Oskar è un ragazzo particolare: dotato di un’intelligenza incredibile, si definisce inventore ed esploratore amatoriale, ma ha paura di tante cose, come prendere la metro nella sua città, New York, e in generale di tutto ciò che è estraneo al suo mondo. Ha un compito da portare a termine e lo deve fare proprio per suo padre, una delle vittime dell’11 settembre. Questo è il protagonista dell’ultimo film di Stephen Daldry, Extremely Loud and Incredibly Close, presentato fuori concorso alla scorsa Berlinale, candidato all’Oscar 2012 come miglior film e tratto da un romanzo di Jonathan Safran Foer. Daldry segue le conseguenze di un trauma all’indomani della morte del padre di Oskar; il ragazzo si confida solo con sua nonna, si chiude tra le stanze della sua mente e costruisce un rifugio nel suo armadio, dove per qualche minuto al giorno riascolta i messaggi della segreteria telefonica che suo padre inviava nei terribili momenti prima di morire; messaggi che lui ha nascosto al mondo intero, persino a sua madre.
Ma Thomas Schell non era un genitore qualunque: non avendo conosciuto suo padre, aveva garantito una presenza costante nella vita del figlio, guidandolo in una serie di attività orientate alla crescita interiore, tra cui alcune esplorazioni che Oskar compie in giro per la città, armato di mappa e di tamburello (che usa come una sorta di antistress). Dopo un anno dal tragico attentato, Oskar scopre qualcosa per cui vale la pena continuare a cercare: frugando tra gli oggetti del padre, rompe un vaso di ceramica e dentro vi trova una chiave; è contenuta in una bustina con su scritto “Black”. Non sapendo cosa fare, decide di tracciare una lista di tutti i signori e le signore Black di New York e di incontrarli, uno ad uno. Ha così inizio una vicenda che porterà Oskar ad aprirsi al mondo in un modo inaspettato, con una ricerca che diventa fotografia e diario di una città fisica e interiore osservata attraverso sentimenti di turbamento, rabbia, tristezza, grazie ai quali Oskar scoprirà la sua identità più intima.
Stephen Daldry (da The Hours del 2002 a The reader del 2011) si affida ancora una volta alla centralità di una vicenda intima e soggettiva per dischiuderne altre, così da far assumere al racconto un respiro più ampio e corale. Vengono in mente i sogni tra realtà e dolore di “Nel paese delle creature selvagge” (2009 di Spyke Jonze) quelli di un altro film come August Rush, film del 2007 diretto da Kirsten Sheridan, presente qui a Berlino con Dollhouse, oppure il film diretto dallo stesso Daldry, Billy Elliott (2000).

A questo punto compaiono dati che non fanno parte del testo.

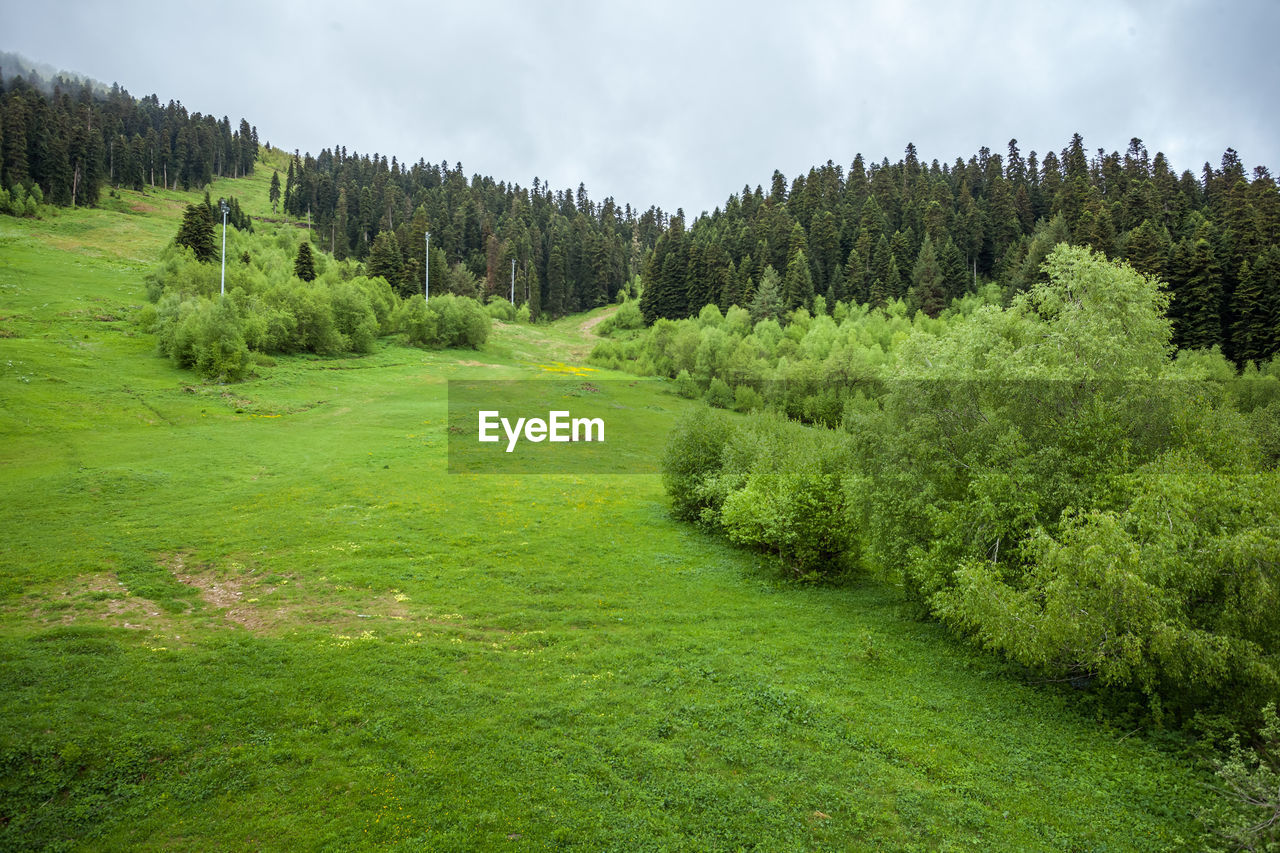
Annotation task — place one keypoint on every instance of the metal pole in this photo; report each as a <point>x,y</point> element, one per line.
<point>223,286</point>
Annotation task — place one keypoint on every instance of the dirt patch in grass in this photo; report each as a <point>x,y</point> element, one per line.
<point>224,593</point>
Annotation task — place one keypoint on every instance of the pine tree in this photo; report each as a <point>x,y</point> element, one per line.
<point>1148,249</point>
<point>767,302</point>
<point>1256,331</point>
<point>274,194</point>
<point>928,290</point>
<point>305,264</point>
<point>955,277</point>
<point>1197,299</point>
<point>385,259</point>
<point>799,286</point>
<point>196,232</point>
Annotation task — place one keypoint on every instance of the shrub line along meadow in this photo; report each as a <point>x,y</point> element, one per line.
<point>261,615</point>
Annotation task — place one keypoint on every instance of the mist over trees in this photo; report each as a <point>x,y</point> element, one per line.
<point>71,140</point>
<point>570,251</point>
<point>928,233</point>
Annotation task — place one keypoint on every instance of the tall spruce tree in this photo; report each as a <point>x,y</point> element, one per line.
<point>196,232</point>
<point>305,263</point>
<point>1256,331</point>
<point>274,194</point>
<point>385,259</point>
<point>928,288</point>
<point>798,290</point>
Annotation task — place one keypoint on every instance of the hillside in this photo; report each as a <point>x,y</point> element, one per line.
<point>264,616</point>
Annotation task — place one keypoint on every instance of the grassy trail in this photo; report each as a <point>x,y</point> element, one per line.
<point>263,616</point>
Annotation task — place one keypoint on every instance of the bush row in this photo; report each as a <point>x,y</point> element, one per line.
<point>269,310</point>
<point>1045,480</point>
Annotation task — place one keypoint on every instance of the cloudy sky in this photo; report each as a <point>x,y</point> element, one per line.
<point>680,104</point>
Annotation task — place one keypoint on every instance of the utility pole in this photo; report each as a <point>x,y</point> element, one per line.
<point>222,203</point>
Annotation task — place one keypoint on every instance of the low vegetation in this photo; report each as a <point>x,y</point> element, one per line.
<point>263,615</point>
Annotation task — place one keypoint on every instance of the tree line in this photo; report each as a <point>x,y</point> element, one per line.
<point>929,233</point>
<point>71,140</point>
<point>566,251</point>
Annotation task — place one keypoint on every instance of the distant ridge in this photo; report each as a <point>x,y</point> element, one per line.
<point>42,74</point>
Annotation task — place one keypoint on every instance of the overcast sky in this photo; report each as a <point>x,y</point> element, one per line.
<point>680,104</point>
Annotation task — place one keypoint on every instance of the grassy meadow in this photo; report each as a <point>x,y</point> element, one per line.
<point>265,616</point>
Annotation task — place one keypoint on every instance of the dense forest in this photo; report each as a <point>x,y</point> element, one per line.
<point>570,252</point>
<point>63,141</point>
<point>68,140</point>
<point>881,232</point>
<point>929,233</point>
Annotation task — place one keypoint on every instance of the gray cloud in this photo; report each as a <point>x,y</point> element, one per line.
<point>681,104</point>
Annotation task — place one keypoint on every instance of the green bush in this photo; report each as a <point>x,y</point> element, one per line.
<point>693,459</point>
<point>417,322</point>
<point>462,323</point>
<point>501,309</point>
<point>718,395</point>
<point>353,316</point>
<point>204,334</point>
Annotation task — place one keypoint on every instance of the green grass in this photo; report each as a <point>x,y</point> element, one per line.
<point>264,616</point>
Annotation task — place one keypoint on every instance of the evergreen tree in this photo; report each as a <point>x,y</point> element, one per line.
<point>928,288</point>
<point>385,259</point>
<point>1197,299</point>
<point>1256,331</point>
<point>274,194</point>
<point>768,297</point>
<point>799,283</point>
<point>305,264</point>
<point>1148,249</point>
<point>955,277</point>
<point>196,232</point>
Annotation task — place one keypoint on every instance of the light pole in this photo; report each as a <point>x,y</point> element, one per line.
<point>222,203</point>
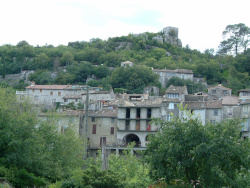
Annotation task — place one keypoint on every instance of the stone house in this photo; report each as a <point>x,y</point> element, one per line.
<point>174,96</point>
<point>230,107</point>
<point>244,94</point>
<point>99,95</point>
<point>219,91</point>
<point>101,129</point>
<point>126,64</point>
<point>134,120</point>
<point>165,75</point>
<point>208,111</point>
<point>245,116</point>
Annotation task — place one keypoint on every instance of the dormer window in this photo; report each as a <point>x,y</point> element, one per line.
<point>173,95</point>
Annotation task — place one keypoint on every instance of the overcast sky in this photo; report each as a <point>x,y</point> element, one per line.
<point>56,22</point>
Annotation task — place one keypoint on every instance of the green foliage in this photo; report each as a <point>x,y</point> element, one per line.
<point>125,170</point>
<point>238,37</point>
<point>32,150</point>
<point>41,77</point>
<point>192,87</point>
<point>134,79</point>
<point>184,149</point>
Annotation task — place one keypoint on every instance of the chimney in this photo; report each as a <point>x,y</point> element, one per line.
<point>32,83</point>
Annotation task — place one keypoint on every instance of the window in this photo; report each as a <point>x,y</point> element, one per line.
<point>212,121</point>
<point>127,113</point>
<point>63,129</point>
<point>173,95</point>
<point>138,125</point>
<point>149,113</point>
<point>171,106</point>
<point>94,129</point>
<point>102,141</point>
<point>138,113</point>
<point>127,125</point>
<point>215,112</point>
<point>112,130</point>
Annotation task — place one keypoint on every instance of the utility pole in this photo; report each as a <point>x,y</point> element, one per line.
<point>85,126</point>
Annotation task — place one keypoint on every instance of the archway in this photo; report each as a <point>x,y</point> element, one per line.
<point>132,138</point>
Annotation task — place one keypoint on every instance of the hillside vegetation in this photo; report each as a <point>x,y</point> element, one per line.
<point>79,60</point>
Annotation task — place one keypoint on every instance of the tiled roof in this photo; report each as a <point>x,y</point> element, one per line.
<point>214,104</point>
<point>64,112</point>
<point>49,87</point>
<point>230,100</point>
<point>104,113</point>
<point>195,105</point>
<point>72,97</point>
<point>174,100</point>
<point>127,62</point>
<point>203,104</point>
<point>196,98</point>
<point>219,86</point>
<point>244,90</point>
<point>176,89</point>
<point>97,92</point>
<point>186,71</point>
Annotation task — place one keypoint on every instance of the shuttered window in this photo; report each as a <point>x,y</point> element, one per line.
<point>94,129</point>
<point>112,130</point>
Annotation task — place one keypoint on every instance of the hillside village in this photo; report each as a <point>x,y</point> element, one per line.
<point>69,114</point>
<point>115,120</point>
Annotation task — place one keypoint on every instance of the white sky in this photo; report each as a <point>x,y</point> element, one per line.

Nonostante l’apparente happy ending, il dolore legato alle vicende dell’11 settembre rimane a far da sfondo minaccioso insieme alle conseguenze che questo ha sull’equilibrio delle famiglie delle vittime, in questo senso l’oggetto delle ricerche di Oskar diventa una chimera. Daldry accompagna quest’esplorazione con il suo stile preciso ed elegante, con una forte capacità di mantenere l’equilibrio del film anche quando si corre il rischio di perdersi nella frammentazione polifonica del racconto; è in fondo la grande forza emotiva del piccolo protagonista a far da collante principale.
Proprio in questo senso occorre specificare che la prova dell’esordiente Thomas Horn è efficace e riuscita prima ancora di quelle dei suoi colleghi: Tom Hanks nel ruolo del padre, Sandra Bullock in quello della madre e un eccezionale Max Von Sydow, in quello del nonno. Extremely Loud and Incredibly Close è un film che coinvolge e commuove.